All of this could potentially become irrelevant with new developments in biotechnology.  Not within the next century or even the next half century, but within the next decade.  J. Craig Venter, instrumental in the mapping of the human genome, and his company Synthetic Genomics, stated in a recent interview with Newsweek that he believes that within two years that can create a bacterium that will consume CO2 and produce fuel, with mass production occuring within the next five.  All of this would work within existing infratsructure.

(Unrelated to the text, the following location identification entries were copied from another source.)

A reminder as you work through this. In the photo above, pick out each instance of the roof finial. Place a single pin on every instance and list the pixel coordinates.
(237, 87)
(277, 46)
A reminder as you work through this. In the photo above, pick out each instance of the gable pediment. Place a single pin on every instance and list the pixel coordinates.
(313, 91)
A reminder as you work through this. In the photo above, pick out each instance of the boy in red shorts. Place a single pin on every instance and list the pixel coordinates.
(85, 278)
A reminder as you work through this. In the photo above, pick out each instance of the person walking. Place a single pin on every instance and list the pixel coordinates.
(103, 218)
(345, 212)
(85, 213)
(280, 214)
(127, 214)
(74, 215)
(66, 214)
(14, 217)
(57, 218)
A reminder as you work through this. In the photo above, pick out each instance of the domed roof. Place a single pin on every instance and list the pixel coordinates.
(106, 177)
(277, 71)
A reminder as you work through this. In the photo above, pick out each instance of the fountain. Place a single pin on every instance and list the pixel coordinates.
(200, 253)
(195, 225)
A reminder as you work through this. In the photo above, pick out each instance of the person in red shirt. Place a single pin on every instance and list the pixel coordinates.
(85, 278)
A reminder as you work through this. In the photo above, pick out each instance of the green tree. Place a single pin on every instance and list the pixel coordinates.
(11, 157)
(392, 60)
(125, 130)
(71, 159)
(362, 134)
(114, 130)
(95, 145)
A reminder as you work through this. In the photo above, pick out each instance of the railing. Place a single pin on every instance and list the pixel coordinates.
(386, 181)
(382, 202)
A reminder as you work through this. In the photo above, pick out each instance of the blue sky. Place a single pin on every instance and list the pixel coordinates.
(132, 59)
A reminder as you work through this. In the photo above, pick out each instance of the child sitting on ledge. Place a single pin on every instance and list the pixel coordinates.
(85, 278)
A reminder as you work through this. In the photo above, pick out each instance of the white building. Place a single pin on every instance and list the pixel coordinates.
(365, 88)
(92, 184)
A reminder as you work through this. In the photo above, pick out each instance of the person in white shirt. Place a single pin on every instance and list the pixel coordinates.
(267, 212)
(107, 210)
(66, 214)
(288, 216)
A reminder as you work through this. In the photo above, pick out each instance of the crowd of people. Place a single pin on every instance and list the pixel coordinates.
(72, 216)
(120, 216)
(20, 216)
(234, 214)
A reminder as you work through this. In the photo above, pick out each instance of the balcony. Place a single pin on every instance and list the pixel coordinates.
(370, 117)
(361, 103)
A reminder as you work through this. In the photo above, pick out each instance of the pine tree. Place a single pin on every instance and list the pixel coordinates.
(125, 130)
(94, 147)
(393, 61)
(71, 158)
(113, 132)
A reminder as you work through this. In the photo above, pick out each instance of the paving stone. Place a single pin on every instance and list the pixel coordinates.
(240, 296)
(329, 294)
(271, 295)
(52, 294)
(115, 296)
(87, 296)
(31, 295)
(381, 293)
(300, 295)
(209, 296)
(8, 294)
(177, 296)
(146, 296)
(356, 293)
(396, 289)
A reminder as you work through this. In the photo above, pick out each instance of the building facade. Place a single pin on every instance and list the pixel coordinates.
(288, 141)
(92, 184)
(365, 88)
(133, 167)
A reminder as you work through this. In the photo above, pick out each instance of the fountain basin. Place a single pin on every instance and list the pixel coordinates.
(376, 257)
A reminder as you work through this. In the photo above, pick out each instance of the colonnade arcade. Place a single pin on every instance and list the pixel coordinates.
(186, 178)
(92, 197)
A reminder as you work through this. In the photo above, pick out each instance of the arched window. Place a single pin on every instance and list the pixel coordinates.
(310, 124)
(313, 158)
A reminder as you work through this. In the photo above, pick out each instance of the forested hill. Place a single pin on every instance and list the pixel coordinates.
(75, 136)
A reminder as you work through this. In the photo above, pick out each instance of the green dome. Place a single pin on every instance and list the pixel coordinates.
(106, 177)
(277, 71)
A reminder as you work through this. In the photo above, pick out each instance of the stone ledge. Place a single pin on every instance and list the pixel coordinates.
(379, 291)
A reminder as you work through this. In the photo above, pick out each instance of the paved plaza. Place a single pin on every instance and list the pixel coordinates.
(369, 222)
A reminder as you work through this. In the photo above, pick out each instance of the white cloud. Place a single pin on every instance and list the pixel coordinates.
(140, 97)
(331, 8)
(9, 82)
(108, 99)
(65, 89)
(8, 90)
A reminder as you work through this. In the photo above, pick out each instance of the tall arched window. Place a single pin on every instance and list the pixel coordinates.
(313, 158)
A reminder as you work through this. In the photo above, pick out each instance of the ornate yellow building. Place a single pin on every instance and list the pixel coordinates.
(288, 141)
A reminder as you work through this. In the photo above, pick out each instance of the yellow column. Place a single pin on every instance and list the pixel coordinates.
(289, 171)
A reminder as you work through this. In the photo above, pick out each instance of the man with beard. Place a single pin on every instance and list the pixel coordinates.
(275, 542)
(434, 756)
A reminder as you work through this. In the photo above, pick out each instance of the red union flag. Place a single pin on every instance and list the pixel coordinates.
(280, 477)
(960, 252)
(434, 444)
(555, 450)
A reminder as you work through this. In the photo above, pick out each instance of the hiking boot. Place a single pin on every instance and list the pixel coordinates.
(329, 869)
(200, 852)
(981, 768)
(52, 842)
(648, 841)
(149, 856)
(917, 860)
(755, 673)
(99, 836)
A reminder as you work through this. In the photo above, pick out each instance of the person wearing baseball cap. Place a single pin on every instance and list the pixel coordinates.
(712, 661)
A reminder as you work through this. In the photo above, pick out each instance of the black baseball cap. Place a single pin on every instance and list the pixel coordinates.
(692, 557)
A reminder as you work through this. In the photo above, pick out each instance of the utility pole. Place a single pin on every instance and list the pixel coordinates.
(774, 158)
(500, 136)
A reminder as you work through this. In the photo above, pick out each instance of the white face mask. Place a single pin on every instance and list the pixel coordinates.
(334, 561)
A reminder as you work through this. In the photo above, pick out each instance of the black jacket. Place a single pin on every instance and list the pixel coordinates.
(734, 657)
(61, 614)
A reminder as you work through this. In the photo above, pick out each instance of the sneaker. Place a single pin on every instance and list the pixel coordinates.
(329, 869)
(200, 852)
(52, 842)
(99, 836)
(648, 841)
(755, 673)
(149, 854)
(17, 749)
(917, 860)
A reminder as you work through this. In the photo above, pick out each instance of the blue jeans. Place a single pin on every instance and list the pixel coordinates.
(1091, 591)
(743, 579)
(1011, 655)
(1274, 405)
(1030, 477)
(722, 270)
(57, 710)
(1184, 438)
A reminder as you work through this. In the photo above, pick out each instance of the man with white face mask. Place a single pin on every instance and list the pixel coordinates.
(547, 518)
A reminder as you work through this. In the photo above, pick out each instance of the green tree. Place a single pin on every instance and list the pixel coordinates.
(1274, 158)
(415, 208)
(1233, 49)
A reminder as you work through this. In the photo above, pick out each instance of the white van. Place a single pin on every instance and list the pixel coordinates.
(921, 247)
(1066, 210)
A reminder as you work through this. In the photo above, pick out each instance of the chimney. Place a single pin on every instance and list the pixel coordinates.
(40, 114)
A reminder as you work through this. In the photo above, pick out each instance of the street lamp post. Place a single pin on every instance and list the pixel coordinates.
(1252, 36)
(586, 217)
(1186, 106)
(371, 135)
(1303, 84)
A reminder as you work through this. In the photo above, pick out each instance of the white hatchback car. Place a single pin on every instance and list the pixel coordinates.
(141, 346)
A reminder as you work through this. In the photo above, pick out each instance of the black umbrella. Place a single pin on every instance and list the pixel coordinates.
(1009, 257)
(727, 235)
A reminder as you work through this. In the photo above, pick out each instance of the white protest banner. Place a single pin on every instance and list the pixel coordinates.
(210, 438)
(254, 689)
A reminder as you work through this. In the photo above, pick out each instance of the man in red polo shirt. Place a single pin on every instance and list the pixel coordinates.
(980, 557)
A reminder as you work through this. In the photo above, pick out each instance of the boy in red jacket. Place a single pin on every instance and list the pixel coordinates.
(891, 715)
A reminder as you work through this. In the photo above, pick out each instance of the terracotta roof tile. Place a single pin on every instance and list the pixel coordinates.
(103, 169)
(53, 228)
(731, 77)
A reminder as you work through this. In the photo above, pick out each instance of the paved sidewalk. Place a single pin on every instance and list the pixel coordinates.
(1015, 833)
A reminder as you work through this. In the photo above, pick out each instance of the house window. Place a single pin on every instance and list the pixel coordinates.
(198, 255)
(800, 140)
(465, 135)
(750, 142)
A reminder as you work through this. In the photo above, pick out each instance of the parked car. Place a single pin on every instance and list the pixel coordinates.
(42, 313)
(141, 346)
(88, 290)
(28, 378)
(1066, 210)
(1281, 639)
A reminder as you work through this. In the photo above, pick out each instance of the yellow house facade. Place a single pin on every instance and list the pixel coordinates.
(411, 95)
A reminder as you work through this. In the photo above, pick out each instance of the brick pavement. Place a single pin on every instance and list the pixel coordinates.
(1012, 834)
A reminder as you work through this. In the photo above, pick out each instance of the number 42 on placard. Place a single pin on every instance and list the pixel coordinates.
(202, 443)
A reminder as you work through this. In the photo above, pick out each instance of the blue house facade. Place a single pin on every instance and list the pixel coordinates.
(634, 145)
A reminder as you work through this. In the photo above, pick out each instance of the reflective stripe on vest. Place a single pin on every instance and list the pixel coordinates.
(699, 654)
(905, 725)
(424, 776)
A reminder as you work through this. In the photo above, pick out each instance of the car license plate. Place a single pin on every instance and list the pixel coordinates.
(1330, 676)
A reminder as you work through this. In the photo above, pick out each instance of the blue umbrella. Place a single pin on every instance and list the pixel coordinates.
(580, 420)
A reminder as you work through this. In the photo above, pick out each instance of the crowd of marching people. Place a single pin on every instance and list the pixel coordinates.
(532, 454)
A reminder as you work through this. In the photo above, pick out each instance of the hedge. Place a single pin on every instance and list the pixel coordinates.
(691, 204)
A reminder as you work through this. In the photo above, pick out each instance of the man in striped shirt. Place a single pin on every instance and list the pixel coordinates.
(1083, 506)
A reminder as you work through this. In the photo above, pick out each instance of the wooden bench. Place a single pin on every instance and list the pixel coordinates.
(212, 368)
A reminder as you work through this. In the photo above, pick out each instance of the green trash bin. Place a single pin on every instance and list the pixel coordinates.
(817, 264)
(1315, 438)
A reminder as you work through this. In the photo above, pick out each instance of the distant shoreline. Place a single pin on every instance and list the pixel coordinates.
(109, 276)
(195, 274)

The potential consequences of this are astounding.  It could solve or reduce three major threats facing the entire planet in the form of current environmental, security, and economic crises related to oil:
  1. By using CO2 as the means to creating fuel there is the potential to drastically reduce carbon emitions and other emitions which cause environmental degradation and climate change.
  2. The ability to produce oil (or natural gas and hydrogen) would not be limited to areas of the world with natural reserves, solving a geopolitical crisis where the West and developed nations transfers billions every year to unstable countries.
  3. The cost of the fuel  could also potentially be reduced drastically, because supply would not be limited by natural reserves and the cost of extraction (this would also depend on how expensive it is to produce bacteria versus drilling miles under the earth and sea, but logic and intuition would suggest it would be cheaper).
Synthetic Genomics recently won a top industry award for its work in developing green fuels and a scientist at the company also testified before Congress before the U.S. House Select Committee on Energy Inpendence and Climate Change.

Hopefully this is more than just a pipe dream as it has not garnered great media attention as of yet.  But this is probably a good thing until Venter's company reaches the point where they are simply tackling production problems rather than creating bacteria itself, and if Venter's estimate is right this could be by 2010 or sooner.